Figure 5. Direct and indirect disruption of complex IV increases APOE expression.

(A) Direct (COX17-20, HIGD1A) and indirect (SLC25A3, SLC31A1, ATP7A) mechanisms required for complex IV assembly. (B) MesoScale ELISA determinations of human APOE in wild-type and HEK293 cell clones null for the genes indicated in blue font. Shown are APOE content in lysates and conditioned media. (C) MesoScale ELISA determinations of human APOE in wild-type and two independent COX17Δ/Δ mutant SH-SY5Y cell clones. (D) MesoScale ELISA determinations of human APOE in wild-type and two independent SLC31A1Δ/Δ mutant SH-SY5Y cell clones were studied. (E) MesoScale ELISA determinations of human APOE in wild-type and two independent ATP7AΔ/Δ mutant SH-SY5Y cell clones transfected with the endocytosis-deficient ATP7A-LL construct. (F) MesoScale ELISA determinations of human APOE in wild-type and two independent ATP7AΔ/Δ mutant SH-SY5Y cell clones. (G) MesoScale ELISA determinations of human APOE in wild-type and SLC25A3Δ mutant HAP1 cells were studied.
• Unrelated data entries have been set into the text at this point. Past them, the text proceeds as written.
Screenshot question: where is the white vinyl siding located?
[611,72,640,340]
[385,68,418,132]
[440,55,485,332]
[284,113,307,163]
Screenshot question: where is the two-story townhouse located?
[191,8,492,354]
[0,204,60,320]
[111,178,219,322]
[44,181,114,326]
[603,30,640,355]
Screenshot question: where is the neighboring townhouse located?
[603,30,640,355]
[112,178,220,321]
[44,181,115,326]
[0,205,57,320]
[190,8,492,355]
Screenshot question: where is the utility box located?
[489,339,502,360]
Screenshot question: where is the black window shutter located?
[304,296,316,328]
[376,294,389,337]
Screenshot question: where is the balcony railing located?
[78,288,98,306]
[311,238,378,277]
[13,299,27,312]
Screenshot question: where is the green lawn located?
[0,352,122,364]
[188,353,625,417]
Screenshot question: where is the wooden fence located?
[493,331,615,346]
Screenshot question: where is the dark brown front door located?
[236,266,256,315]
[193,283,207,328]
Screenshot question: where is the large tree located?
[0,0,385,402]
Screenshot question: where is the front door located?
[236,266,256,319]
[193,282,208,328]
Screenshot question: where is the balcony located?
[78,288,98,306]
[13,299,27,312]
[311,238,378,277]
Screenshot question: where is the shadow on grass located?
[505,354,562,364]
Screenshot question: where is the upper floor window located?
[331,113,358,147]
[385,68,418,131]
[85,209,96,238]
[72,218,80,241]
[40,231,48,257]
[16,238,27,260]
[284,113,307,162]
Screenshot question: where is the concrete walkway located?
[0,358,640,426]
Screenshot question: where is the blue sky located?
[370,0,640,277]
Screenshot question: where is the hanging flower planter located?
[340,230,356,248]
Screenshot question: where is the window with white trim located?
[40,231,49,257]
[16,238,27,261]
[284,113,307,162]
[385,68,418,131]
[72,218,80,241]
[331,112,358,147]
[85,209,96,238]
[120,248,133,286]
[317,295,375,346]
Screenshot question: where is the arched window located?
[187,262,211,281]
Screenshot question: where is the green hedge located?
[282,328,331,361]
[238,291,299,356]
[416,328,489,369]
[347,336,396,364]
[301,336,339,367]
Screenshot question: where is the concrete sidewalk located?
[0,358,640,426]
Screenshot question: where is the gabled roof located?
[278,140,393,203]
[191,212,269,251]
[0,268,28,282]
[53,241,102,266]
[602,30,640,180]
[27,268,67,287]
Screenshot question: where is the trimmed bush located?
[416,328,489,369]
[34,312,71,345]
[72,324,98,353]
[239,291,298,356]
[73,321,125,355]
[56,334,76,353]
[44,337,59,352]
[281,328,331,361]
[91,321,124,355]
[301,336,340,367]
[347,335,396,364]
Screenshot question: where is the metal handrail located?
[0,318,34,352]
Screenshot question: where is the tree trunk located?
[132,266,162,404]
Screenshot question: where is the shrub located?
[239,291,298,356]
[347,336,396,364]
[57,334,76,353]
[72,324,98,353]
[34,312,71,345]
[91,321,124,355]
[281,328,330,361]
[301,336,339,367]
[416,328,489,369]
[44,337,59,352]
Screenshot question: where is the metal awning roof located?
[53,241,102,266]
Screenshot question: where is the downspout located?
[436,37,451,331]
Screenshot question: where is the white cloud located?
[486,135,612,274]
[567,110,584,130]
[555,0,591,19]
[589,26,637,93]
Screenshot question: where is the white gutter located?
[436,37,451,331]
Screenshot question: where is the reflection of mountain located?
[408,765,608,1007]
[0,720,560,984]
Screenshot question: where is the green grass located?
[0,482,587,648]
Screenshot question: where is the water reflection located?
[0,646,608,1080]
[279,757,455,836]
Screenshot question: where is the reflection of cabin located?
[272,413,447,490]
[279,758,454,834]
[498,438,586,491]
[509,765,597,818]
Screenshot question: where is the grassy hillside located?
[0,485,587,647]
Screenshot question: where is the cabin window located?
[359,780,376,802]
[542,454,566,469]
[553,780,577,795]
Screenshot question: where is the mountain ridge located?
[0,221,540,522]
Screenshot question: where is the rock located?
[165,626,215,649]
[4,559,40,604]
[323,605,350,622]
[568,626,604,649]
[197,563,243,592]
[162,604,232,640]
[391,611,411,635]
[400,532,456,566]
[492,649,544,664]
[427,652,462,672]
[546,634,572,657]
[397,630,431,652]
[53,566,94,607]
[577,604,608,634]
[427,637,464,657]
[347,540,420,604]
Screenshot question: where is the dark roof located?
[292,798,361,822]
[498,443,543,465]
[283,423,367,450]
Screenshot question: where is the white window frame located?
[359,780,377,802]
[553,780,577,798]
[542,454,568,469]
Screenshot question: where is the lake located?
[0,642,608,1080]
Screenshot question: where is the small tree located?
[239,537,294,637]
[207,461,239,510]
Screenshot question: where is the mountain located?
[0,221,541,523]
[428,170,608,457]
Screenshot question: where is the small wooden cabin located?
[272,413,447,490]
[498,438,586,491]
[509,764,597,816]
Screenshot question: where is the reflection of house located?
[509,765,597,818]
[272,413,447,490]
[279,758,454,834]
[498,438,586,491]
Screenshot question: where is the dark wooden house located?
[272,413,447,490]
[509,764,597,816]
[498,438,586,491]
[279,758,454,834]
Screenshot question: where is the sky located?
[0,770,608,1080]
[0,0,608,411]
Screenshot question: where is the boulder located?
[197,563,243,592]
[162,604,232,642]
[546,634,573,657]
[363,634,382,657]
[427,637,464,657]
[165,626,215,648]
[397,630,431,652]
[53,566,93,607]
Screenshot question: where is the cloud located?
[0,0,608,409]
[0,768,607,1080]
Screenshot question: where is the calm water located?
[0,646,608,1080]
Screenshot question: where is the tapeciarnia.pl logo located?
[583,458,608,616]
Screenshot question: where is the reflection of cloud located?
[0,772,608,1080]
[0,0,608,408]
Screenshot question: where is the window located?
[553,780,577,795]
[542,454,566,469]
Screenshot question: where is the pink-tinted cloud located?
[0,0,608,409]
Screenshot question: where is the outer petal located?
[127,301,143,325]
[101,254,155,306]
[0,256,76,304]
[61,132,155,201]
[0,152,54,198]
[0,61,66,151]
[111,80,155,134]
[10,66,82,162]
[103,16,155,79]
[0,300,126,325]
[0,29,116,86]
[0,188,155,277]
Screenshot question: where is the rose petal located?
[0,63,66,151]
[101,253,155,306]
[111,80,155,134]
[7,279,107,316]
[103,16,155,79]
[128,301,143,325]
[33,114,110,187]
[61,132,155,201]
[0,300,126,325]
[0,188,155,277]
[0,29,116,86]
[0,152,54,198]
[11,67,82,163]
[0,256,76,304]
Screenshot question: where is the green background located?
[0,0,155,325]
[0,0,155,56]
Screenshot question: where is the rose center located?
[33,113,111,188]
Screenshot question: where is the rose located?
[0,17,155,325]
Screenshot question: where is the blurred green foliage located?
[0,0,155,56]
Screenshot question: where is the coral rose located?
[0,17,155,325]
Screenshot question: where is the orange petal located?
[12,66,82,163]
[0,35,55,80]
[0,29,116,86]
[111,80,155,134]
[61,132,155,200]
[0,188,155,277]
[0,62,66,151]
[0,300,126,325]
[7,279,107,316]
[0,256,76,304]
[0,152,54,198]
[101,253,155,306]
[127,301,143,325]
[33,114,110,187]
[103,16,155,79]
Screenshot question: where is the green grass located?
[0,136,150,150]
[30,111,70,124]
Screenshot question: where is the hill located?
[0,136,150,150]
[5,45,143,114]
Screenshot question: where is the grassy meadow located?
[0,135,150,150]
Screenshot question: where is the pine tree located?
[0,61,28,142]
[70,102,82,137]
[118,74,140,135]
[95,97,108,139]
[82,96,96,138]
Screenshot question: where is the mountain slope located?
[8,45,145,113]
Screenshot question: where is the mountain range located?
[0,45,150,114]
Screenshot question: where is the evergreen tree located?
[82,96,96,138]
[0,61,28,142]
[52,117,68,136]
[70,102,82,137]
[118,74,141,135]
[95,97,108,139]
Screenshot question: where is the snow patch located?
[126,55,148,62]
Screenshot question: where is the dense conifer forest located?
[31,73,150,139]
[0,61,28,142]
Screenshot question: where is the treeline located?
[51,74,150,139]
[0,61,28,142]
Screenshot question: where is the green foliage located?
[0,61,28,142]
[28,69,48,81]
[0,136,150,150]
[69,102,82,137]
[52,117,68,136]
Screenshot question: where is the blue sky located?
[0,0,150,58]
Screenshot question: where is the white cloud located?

N=8 for B and n=4 for C-G. (H) NanoString mRNA quantification of human APOE and TBP transcripts in wild-type, and two independent mutant clones of either COX17Δ/Δ or SLC31A1Δ/Δ mutant SH-SY5Y cells. Wild type and SLC31A1Δ/Δ cells were treated with vehicle or 200 micromolar of the copper chelator bathocuproinedisulfonic acid (BCS). TBP was used as a housekeeping control transcript. n=3. (I) Seahorse basal cellular respiration across different genotypes normalized to the corresponding wild-type cell. (J) Correlation between APOE in conditioned media with either basal cellular respiration (OCR) or the extracellular acidification rate determined by Seahorse (ECAR, n=3–9). Simple linear regression fit and 95% confidence interval is shown. All data are presented as average ± SEM. For B to F, and H One-way ANOVA followed by Benjamini-Krieger-Yekuiteli multiple comparison corrections (FDR = 5%). (G) unpaired t-test with Welch’s correction.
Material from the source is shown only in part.